One of the
tasks which Morris’s political commitments and writing enjoin upon us is to
work out what an effective socialist poetry for our own time would look like. Morris himself offers a range of
possibilities from ‘All for the Cause’ and ‘Socialists at Play’ to the developed
narrative of ‘The Pilgrims of Hope’ – none of which can be very easily taken
over as direct models 130 years later. However,
Merryn Williams’s welcome collection of Poems
for Jeremy Corbyn (Shoestring Press, 2016) does provide an opportunity to
assess what works and what doesn’t in this field; and the current general
election campaign, which is going to be a major test of Corbyn and Corbynism,
is a good moment to think about this.
‘What works’
is, however, itself a notion which needs unpacking, since there are, surely,
various levels of effectivity for political poetry – different genres of it which
will be attempting different kinds of thing.
Thus there is a mode of what I’m inclined to term ‘political doggerel’,
of energetic versifying which make its necessary political points – often satiric
and comic, but sometimes tragic – in locally effective ways which have no
particular aesthetic depth or merit.
Such, in this collection, are the various satires of rightwing Labour
MPs or the Tory press, and, in bleaker mode, some of the poems about refugees
or the suicide of a benefits claimant.
But at moments even the satiric mode can become more accomplished and
expansive, as with Nicholas Murray’s ‘J.C.’
Then there
are more searching modes of political poetry, also well represented in this
slim volume. How does one praise a
leftwing leader without lapsing into pious hagiography? Diane Coffey’s ‘The Socialist’ is perhaps
just a tad too worthy in its salute to Corbyn, Merryn Williams’s own ‘Poem for Jeremy Corbyn’
is in contrast more muted and indirect, and Paul Groves’s ‘At the Marquis of
Granby’ effectively gives us an encounter with Corbyn which also factors thoughtfully
into itself this issue of stance towards
the leader. Or how does one situate
pressing current struggles in longer historical perspectives? Some of the poems here locate us simply,
though effectively enough, in the past, as with Alan Brownjohn’s ‘A Scream in
1890’, which takes us back to the working-class experiences of Morris’s own
lifetime. Closer to our own time, Simon Curtis’s ‘In the
Scillies’ is a fine reflection on the Labour politics of the Wilson government,
though, as it also acknowledges, it does get a little too caught up in ‘elegaic
tropes’, in what we have come to call ‘leftwing melancholy’.
Finally, how
does one express hope without ignoring the grim realities of the contemporary
world situation?

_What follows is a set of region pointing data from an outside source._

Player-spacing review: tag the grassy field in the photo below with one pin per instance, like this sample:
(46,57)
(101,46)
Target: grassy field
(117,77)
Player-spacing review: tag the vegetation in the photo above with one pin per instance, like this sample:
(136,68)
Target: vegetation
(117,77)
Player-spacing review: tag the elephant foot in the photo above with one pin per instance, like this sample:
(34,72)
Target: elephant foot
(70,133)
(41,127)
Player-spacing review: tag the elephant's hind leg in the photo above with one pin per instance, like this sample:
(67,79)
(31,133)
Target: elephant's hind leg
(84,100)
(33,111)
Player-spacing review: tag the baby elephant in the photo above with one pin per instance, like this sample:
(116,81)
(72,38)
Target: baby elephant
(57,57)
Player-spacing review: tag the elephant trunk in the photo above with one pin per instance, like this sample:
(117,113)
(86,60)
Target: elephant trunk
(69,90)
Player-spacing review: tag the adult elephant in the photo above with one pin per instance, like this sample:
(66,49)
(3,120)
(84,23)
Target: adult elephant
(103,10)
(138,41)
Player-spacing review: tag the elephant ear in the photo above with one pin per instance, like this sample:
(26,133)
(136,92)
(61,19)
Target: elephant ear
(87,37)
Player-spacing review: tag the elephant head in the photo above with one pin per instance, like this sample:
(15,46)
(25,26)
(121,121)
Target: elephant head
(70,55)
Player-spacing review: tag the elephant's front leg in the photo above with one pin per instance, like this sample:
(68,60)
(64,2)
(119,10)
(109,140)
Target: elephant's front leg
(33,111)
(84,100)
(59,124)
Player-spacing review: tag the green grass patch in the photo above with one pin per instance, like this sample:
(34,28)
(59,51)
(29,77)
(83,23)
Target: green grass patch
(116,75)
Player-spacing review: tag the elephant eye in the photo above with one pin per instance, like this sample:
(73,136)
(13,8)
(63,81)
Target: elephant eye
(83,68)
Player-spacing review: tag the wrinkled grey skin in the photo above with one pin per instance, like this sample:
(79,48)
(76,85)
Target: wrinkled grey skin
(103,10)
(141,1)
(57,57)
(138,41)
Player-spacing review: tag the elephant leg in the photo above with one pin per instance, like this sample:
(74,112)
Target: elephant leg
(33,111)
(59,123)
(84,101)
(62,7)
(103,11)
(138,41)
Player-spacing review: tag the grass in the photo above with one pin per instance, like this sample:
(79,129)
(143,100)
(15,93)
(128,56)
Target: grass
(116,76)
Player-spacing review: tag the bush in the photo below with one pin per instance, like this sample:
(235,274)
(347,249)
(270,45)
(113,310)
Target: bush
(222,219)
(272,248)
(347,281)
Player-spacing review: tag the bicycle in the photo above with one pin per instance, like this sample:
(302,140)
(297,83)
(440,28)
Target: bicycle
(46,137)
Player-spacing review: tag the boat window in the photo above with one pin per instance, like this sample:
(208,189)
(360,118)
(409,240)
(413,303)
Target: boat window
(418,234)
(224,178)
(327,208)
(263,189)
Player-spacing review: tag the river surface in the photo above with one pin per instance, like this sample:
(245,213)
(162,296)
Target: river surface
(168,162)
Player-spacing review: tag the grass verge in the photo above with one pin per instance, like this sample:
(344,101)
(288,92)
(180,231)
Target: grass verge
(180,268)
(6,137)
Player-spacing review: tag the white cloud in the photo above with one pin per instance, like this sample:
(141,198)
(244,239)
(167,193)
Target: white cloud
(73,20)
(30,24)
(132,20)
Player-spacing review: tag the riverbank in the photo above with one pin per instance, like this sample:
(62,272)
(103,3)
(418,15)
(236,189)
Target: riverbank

Mark Haworth-Booth’s ‘The
Anthropocene’ is a strong evocation of the ecological dimension of the current
crisis, but so exhaustive is its grim synopsis that it perhaps evaporates
rather than stimulates hope, while, on the other side of the argument as it
were, the explicit evocations of hope in this collection – ‘hope of a nation
lay in only one man’s fight’, ‘but really it’s all/about hope’, and so on –
strike me more as willed affirmations than as convincingly embodied in the
verse. So it is clearly the case that Merryn
Williams has made a most admirable gathering of Corbyn-inspired verse, which
gives us much both to enjoy and to argue about.